Welcome to the resource topic for 2022/175

Title:
WeRLman: To Tackle Whale (Transactions), Go Deep (RL)

Authors: Roi Bar-Zur, Ameer Abu-Hanna, Ittay Eyal, and Aviv Tamar

Abstract:

The security of proof-of-work blockchain protocols critically relies on incentives. Their operators, called miners, receive rewards for creating blocks containing user-generated transactions. Each block rewards its creator with newly minted tokens and with transaction fees paid by the users. The protocol stability is violated if any of the miners surpasses a threshold ratio of the computational power; she is then motivated to deviate with selfish mining and increase her rewards. Previous analyses of selfish mining strategies assumed constant rewards. But with statistics from operational systems, we show that there are occasional whales- blocks with exceptional rewards. Modeling this behavior implies a state-space that grows exponentially with the parameters, becoming prohibitively large for existing analysis tools. We present the WeRLman framework to analyze such models. WeRLman uses deep Reinforcement Learning (RL), inspired by the state-of-the-art AlphaGo Zero algorithm. Directly extending AlphaGo Zero to a stochastic model leads to high sampling noise, which is detrimental to the learning process.

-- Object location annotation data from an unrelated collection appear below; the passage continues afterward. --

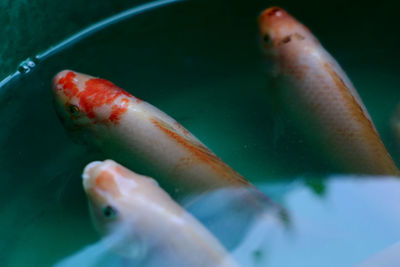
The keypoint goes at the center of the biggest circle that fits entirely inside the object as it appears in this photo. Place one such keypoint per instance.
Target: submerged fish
(151, 222)
(320, 98)
(395, 124)
(137, 134)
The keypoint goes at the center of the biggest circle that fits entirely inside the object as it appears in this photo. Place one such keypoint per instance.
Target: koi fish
(317, 94)
(137, 134)
(168, 235)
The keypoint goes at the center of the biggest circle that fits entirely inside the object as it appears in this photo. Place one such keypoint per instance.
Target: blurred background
(200, 62)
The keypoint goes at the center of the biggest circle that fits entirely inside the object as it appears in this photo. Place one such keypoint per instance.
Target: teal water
(209, 75)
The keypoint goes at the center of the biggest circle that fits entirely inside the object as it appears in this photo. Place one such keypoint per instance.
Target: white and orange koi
(321, 99)
(138, 134)
(149, 218)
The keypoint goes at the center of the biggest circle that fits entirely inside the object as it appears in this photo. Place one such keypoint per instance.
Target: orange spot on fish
(201, 153)
(69, 87)
(100, 92)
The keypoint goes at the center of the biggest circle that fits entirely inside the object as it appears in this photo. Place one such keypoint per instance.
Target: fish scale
(321, 99)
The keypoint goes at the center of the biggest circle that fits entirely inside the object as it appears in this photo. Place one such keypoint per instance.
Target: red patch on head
(69, 87)
(100, 92)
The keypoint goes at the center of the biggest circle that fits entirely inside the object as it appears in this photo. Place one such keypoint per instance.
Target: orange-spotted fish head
(279, 30)
(85, 103)
(116, 195)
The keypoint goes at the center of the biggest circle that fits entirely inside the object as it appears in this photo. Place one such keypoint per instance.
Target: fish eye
(267, 39)
(109, 212)
(74, 110)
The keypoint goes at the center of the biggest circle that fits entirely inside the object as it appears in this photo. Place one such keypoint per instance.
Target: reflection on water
(356, 217)
(220, 98)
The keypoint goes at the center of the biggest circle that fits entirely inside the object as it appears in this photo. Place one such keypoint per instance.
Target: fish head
(281, 33)
(86, 104)
(117, 195)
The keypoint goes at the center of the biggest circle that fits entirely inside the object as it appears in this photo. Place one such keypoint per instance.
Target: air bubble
(27, 65)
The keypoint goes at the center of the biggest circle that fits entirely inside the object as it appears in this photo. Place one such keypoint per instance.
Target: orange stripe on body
(201, 153)
(369, 132)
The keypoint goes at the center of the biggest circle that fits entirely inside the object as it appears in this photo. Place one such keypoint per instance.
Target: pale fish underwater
(98, 113)
(318, 228)
(318, 97)
(142, 222)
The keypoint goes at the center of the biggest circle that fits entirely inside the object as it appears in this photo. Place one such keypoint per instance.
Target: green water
(199, 62)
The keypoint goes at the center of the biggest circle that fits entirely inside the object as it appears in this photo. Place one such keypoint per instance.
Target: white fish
(155, 227)
(320, 98)
(137, 134)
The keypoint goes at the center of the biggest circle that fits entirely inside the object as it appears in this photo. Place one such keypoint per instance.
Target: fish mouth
(90, 173)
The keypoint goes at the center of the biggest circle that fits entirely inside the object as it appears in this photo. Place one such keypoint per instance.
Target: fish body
(319, 97)
(134, 132)
(150, 220)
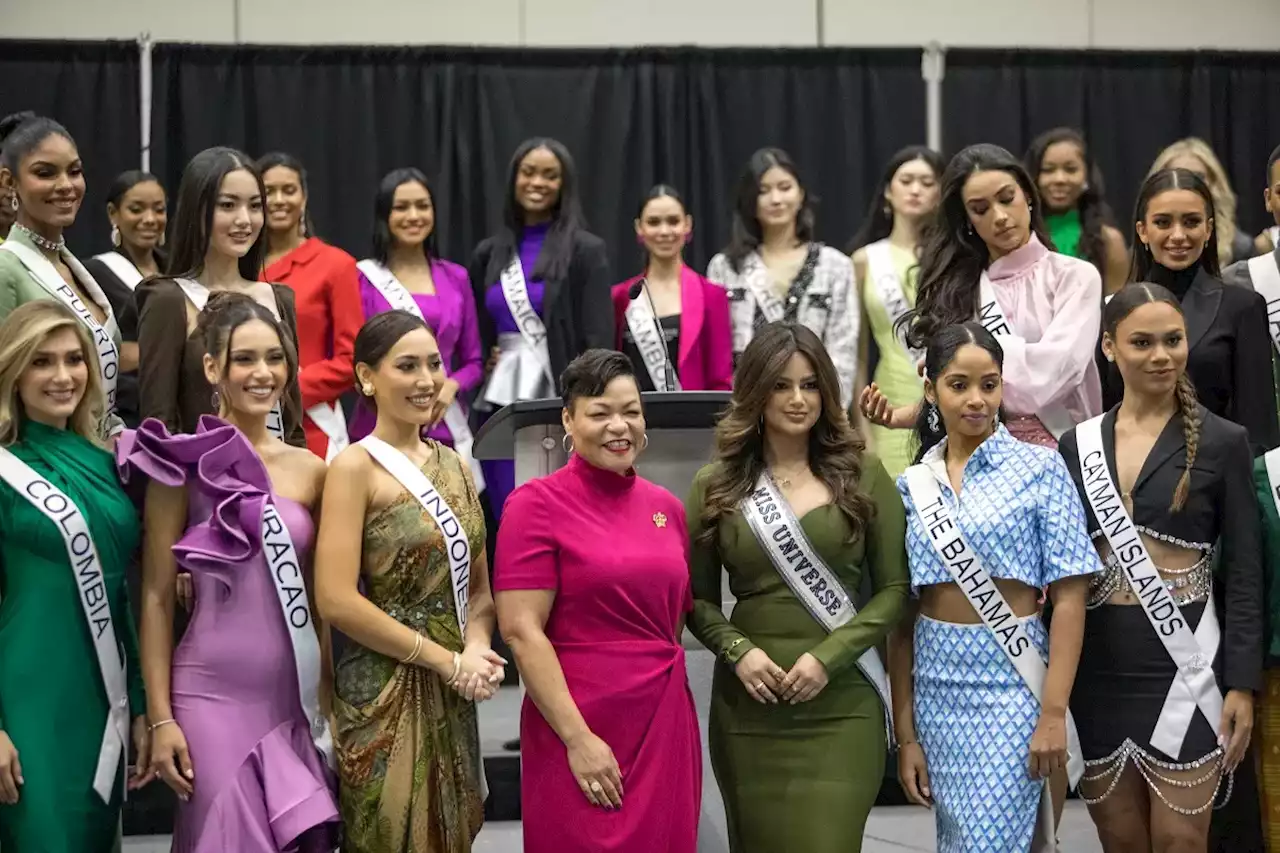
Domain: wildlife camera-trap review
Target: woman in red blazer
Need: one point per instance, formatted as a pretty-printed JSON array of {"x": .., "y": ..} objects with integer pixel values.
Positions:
[{"x": 690, "y": 311}]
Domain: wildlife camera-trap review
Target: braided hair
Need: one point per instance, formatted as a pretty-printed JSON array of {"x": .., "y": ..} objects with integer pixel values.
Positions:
[{"x": 1121, "y": 305}]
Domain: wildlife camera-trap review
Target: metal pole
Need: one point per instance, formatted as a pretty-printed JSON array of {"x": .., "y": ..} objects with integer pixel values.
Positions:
[{"x": 933, "y": 68}]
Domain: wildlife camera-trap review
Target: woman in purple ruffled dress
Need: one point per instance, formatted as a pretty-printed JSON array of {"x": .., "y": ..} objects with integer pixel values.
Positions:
[{"x": 234, "y": 708}]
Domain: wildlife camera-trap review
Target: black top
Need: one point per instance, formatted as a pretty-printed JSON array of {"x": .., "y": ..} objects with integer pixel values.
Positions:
[
  {"x": 670, "y": 333},
  {"x": 1230, "y": 352},
  {"x": 577, "y": 310},
  {"x": 1220, "y": 507}
]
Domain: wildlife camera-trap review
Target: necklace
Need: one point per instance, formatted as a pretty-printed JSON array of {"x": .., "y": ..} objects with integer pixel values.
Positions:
[{"x": 48, "y": 245}]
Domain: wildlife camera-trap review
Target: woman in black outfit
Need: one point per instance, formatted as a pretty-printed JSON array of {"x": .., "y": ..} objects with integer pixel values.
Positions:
[{"x": 1175, "y": 246}]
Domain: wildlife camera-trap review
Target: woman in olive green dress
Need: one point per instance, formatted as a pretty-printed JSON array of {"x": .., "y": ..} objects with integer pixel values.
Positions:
[
  {"x": 56, "y": 699},
  {"x": 796, "y": 512}
]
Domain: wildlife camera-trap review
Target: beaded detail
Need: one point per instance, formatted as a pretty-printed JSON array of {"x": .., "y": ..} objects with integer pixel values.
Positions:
[{"x": 1112, "y": 766}]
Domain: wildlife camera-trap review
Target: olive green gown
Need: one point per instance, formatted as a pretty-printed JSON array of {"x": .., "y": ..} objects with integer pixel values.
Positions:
[
  {"x": 804, "y": 776},
  {"x": 53, "y": 703}
]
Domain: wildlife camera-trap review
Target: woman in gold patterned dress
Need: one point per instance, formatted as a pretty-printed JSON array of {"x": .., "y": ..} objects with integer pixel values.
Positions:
[{"x": 402, "y": 519}]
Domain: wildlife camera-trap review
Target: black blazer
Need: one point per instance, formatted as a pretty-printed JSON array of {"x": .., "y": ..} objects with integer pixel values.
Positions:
[
  {"x": 577, "y": 310},
  {"x": 1220, "y": 507},
  {"x": 1229, "y": 360}
]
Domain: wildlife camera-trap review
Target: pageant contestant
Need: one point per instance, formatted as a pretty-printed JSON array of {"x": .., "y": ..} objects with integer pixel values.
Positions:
[
  {"x": 1175, "y": 246},
  {"x": 984, "y": 731},
  {"x": 41, "y": 167},
  {"x": 672, "y": 300},
  {"x": 323, "y": 279},
  {"x": 542, "y": 287},
  {"x": 886, "y": 265},
  {"x": 237, "y": 725},
  {"x": 775, "y": 269},
  {"x": 593, "y": 591},
  {"x": 402, "y": 571},
  {"x": 69, "y": 679},
  {"x": 218, "y": 245},
  {"x": 987, "y": 260},
  {"x": 799, "y": 710},
  {"x": 1077, "y": 215},
  {"x": 136, "y": 206},
  {"x": 406, "y": 273},
  {"x": 1164, "y": 479}
]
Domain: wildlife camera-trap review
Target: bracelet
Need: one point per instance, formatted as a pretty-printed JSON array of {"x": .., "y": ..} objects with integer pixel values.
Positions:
[{"x": 417, "y": 648}]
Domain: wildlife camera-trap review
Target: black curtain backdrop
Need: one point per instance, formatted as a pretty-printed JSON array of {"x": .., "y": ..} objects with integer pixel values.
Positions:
[
  {"x": 92, "y": 89},
  {"x": 631, "y": 118},
  {"x": 1129, "y": 105}
]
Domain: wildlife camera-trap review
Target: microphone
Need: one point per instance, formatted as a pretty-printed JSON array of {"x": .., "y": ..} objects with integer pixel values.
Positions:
[{"x": 632, "y": 293}]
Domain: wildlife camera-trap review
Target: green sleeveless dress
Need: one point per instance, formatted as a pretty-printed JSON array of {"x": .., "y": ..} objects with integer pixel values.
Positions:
[{"x": 53, "y": 703}]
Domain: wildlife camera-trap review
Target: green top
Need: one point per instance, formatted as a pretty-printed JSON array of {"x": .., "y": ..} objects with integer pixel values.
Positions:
[
  {"x": 767, "y": 612},
  {"x": 1065, "y": 229}
]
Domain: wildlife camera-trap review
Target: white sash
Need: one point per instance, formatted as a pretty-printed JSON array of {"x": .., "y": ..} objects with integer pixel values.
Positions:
[
  {"x": 652, "y": 346},
  {"x": 1055, "y": 416},
  {"x": 400, "y": 299},
  {"x": 456, "y": 543},
  {"x": 986, "y": 598},
  {"x": 103, "y": 334},
  {"x": 1265, "y": 276},
  {"x": 85, "y": 564},
  {"x": 286, "y": 570},
  {"x": 122, "y": 268},
  {"x": 892, "y": 293},
  {"x": 1192, "y": 653},
  {"x": 199, "y": 296},
  {"x": 778, "y": 533}
]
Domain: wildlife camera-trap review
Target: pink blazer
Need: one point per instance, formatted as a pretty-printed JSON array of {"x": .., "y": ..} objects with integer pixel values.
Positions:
[{"x": 705, "y": 340}]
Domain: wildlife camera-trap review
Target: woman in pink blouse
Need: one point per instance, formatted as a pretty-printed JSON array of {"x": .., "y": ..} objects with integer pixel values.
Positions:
[
  {"x": 988, "y": 259},
  {"x": 690, "y": 313}
]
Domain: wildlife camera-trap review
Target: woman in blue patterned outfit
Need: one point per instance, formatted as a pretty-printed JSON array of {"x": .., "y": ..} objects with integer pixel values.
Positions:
[{"x": 991, "y": 521}]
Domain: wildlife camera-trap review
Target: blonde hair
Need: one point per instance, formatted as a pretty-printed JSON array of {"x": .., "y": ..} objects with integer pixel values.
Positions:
[
  {"x": 21, "y": 334},
  {"x": 1219, "y": 186}
]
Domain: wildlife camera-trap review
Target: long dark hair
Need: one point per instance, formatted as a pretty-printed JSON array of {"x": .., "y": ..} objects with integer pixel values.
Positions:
[
  {"x": 1092, "y": 204},
  {"x": 880, "y": 220},
  {"x": 954, "y": 255},
  {"x": 566, "y": 217},
  {"x": 835, "y": 448},
  {"x": 1125, "y": 301},
  {"x": 383, "y": 203},
  {"x": 193, "y": 214},
  {"x": 1164, "y": 181},
  {"x": 940, "y": 352},
  {"x": 746, "y": 233}
]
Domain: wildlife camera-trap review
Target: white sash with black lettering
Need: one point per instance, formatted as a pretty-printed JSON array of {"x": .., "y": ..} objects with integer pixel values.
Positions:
[
  {"x": 1055, "y": 416},
  {"x": 1265, "y": 274},
  {"x": 653, "y": 347},
  {"x": 199, "y": 296},
  {"x": 286, "y": 570},
  {"x": 401, "y": 300},
  {"x": 85, "y": 564},
  {"x": 780, "y": 534},
  {"x": 892, "y": 293},
  {"x": 103, "y": 333},
  {"x": 986, "y": 598},
  {"x": 1192, "y": 653},
  {"x": 457, "y": 547}
]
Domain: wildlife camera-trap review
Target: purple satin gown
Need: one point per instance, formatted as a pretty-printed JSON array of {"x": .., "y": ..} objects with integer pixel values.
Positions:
[{"x": 260, "y": 787}]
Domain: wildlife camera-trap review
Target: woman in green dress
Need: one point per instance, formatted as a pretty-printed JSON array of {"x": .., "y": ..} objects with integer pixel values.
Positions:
[
  {"x": 886, "y": 265},
  {"x": 402, "y": 515},
  {"x": 796, "y": 512},
  {"x": 69, "y": 671}
]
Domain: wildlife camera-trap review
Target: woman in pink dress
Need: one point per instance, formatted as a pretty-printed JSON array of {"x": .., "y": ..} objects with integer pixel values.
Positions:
[{"x": 593, "y": 591}]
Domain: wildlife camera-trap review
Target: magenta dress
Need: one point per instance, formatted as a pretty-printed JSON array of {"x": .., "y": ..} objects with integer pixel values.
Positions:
[
  {"x": 260, "y": 787},
  {"x": 615, "y": 550}
]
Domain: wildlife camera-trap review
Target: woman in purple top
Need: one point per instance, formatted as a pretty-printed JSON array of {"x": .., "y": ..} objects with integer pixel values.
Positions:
[
  {"x": 406, "y": 273},
  {"x": 542, "y": 283}
]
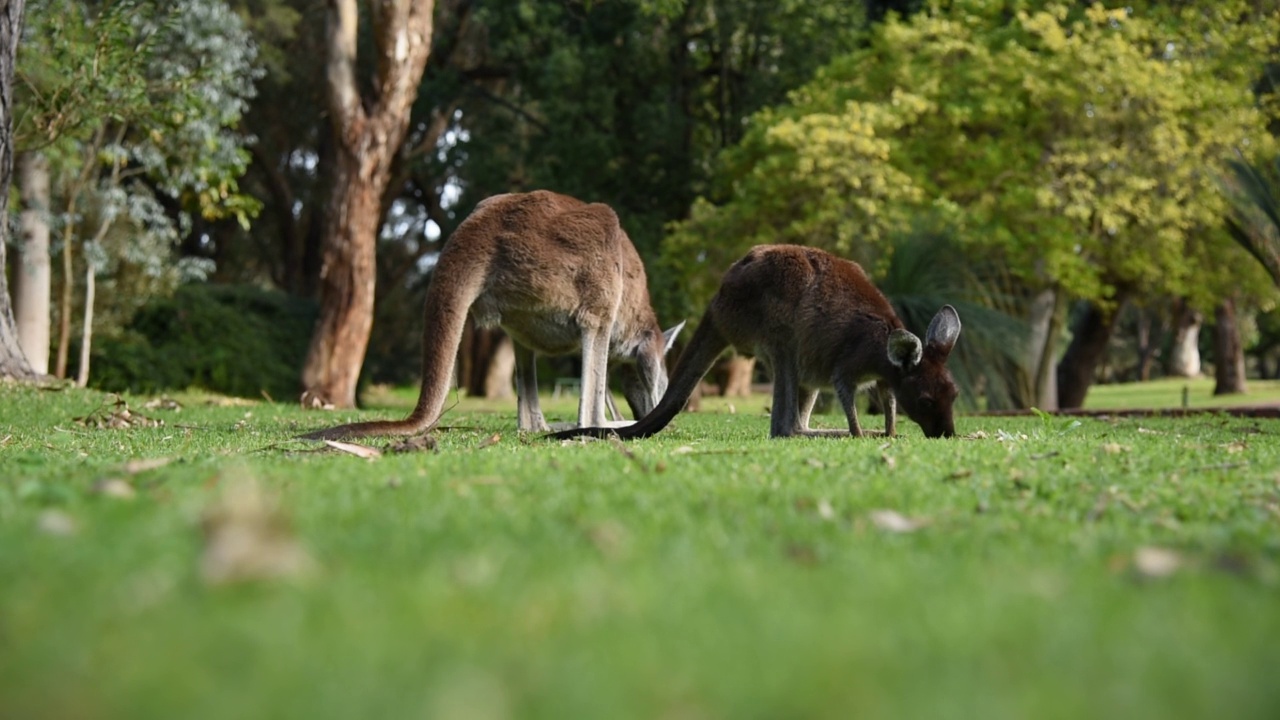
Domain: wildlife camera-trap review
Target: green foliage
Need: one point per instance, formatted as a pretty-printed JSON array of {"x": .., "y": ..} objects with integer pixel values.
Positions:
[
  {"x": 1074, "y": 145},
  {"x": 708, "y": 572},
  {"x": 233, "y": 340},
  {"x": 160, "y": 86},
  {"x": 927, "y": 270}
]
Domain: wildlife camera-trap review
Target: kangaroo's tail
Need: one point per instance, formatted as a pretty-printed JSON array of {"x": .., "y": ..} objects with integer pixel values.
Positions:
[
  {"x": 448, "y": 300},
  {"x": 694, "y": 363}
]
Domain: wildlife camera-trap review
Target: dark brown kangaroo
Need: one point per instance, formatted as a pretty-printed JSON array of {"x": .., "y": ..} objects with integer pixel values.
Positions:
[
  {"x": 560, "y": 276},
  {"x": 817, "y": 320}
]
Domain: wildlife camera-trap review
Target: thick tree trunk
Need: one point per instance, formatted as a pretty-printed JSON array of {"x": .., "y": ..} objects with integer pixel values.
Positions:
[
  {"x": 1184, "y": 359},
  {"x": 1045, "y": 320},
  {"x": 1228, "y": 351},
  {"x": 369, "y": 131},
  {"x": 13, "y": 361},
  {"x": 32, "y": 278},
  {"x": 1088, "y": 347},
  {"x": 737, "y": 376},
  {"x": 347, "y": 279},
  {"x": 487, "y": 363}
]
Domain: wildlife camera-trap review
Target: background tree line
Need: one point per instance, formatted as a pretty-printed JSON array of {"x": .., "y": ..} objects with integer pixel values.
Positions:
[{"x": 1083, "y": 181}]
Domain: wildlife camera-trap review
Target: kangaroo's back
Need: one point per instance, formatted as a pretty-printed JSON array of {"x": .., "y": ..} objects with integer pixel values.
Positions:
[{"x": 544, "y": 267}]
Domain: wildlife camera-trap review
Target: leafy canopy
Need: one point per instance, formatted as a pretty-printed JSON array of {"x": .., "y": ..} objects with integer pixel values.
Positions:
[{"x": 1077, "y": 145}]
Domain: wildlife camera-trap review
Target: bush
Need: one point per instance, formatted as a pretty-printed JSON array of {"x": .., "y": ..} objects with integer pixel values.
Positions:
[{"x": 234, "y": 340}]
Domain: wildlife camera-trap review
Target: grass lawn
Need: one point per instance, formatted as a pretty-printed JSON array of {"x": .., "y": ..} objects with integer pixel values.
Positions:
[
  {"x": 1169, "y": 393},
  {"x": 1036, "y": 568}
]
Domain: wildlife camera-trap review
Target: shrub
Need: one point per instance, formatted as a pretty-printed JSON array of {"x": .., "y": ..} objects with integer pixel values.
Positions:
[{"x": 234, "y": 340}]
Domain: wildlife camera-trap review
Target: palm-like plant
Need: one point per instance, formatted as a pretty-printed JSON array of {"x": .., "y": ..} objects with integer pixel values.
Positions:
[
  {"x": 927, "y": 270},
  {"x": 1255, "y": 218}
]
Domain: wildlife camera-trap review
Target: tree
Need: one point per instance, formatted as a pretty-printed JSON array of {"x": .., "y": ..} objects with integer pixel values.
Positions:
[
  {"x": 1069, "y": 144},
  {"x": 13, "y": 363},
  {"x": 369, "y": 128},
  {"x": 132, "y": 108}
]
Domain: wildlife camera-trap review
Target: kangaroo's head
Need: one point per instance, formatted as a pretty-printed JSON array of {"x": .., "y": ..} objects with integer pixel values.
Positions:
[
  {"x": 924, "y": 390},
  {"x": 648, "y": 383}
]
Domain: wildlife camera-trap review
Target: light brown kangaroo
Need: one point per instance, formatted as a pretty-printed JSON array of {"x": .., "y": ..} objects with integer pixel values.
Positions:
[
  {"x": 817, "y": 320},
  {"x": 558, "y": 274}
]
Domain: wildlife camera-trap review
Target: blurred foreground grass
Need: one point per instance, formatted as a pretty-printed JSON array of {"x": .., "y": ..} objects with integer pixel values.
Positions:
[{"x": 1032, "y": 569}]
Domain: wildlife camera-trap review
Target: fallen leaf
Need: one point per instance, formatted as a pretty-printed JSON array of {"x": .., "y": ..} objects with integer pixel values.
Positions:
[
  {"x": 115, "y": 487},
  {"x": 56, "y": 523},
  {"x": 117, "y": 415},
  {"x": 135, "y": 466},
  {"x": 895, "y": 522},
  {"x": 248, "y": 538},
  {"x": 1152, "y": 561},
  {"x": 416, "y": 443},
  {"x": 352, "y": 449},
  {"x": 161, "y": 404}
]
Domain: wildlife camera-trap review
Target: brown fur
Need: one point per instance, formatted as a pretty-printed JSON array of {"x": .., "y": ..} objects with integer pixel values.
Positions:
[
  {"x": 560, "y": 276},
  {"x": 817, "y": 320}
]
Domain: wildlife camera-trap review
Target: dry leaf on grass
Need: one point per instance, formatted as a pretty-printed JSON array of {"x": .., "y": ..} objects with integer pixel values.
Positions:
[
  {"x": 117, "y": 415},
  {"x": 115, "y": 487},
  {"x": 895, "y": 522},
  {"x": 1152, "y": 561},
  {"x": 142, "y": 465},
  {"x": 248, "y": 538},
  {"x": 56, "y": 523},
  {"x": 416, "y": 443},
  {"x": 352, "y": 449},
  {"x": 163, "y": 404}
]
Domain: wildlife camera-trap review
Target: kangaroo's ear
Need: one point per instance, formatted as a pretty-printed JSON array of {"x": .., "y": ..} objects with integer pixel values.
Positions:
[
  {"x": 668, "y": 336},
  {"x": 904, "y": 349},
  {"x": 944, "y": 331}
]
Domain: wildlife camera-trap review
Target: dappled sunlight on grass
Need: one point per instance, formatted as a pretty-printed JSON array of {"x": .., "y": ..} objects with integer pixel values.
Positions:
[{"x": 1034, "y": 566}]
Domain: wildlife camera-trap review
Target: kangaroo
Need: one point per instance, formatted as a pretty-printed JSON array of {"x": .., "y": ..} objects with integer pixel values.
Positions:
[
  {"x": 558, "y": 276},
  {"x": 817, "y": 320}
]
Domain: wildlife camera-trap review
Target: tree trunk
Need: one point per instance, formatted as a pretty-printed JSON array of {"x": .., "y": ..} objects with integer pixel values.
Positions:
[
  {"x": 32, "y": 278},
  {"x": 498, "y": 381},
  {"x": 1228, "y": 351},
  {"x": 369, "y": 131},
  {"x": 1046, "y": 320},
  {"x": 87, "y": 332},
  {"x": 1152, "y": 331},
  {"x": 737, "y": 376},
  {"x": 1088, "y": 347},
  {"x": 1184, "y": 359},
  {"x": 13, "y": 361},
  {"x": 64, "y": 304},
  {"x": 487, "y": 363}
]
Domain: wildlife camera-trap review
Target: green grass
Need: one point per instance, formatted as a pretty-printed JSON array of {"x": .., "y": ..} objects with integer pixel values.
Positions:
[
  {"x": 704, "y": 573},
  {"x": 1169, "y": 393}
]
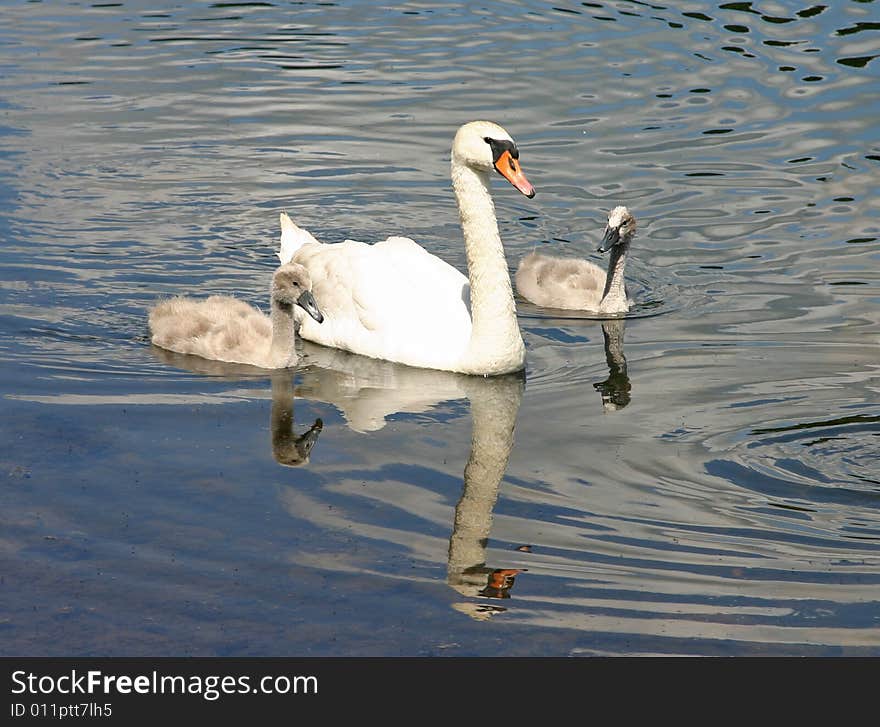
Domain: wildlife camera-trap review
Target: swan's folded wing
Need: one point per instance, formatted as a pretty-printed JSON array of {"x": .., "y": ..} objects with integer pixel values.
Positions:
[{"x": 386, "y": 298}]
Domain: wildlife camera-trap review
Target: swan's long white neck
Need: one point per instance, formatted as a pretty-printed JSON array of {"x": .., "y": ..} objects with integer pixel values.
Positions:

Therefore, WeRLman employs novel variance reduction techniques by exploiting the recurrent nature of the system and prior knowledge of transition probabilities. Evaluating WeRLman against models we can accurately solve demonstrates it achieves unprecedented accuracy in deep RL for blockchain. We use WeRLman to analyze the incentives of a rational miner in various settings and upper-bound the security threshold of Bitcoin-like blockchains. We show, for the first time, a negative relationship between fee variability and the security threshold. The previously known bound, with constant rewards, stands at 0.25. We show that considering whale transactions reduces this threshold considerably. In particular, with Bitcoin historical fees and its future minting policy, its threshold for deviation will drop to 0.2 in 10 years, 0.17 in 20 years, and to 0.12 in 30 years. With recent fees from the Ethereum smart-contract platform, the threshold drops to 0.17. These are below the common sizes of large miners.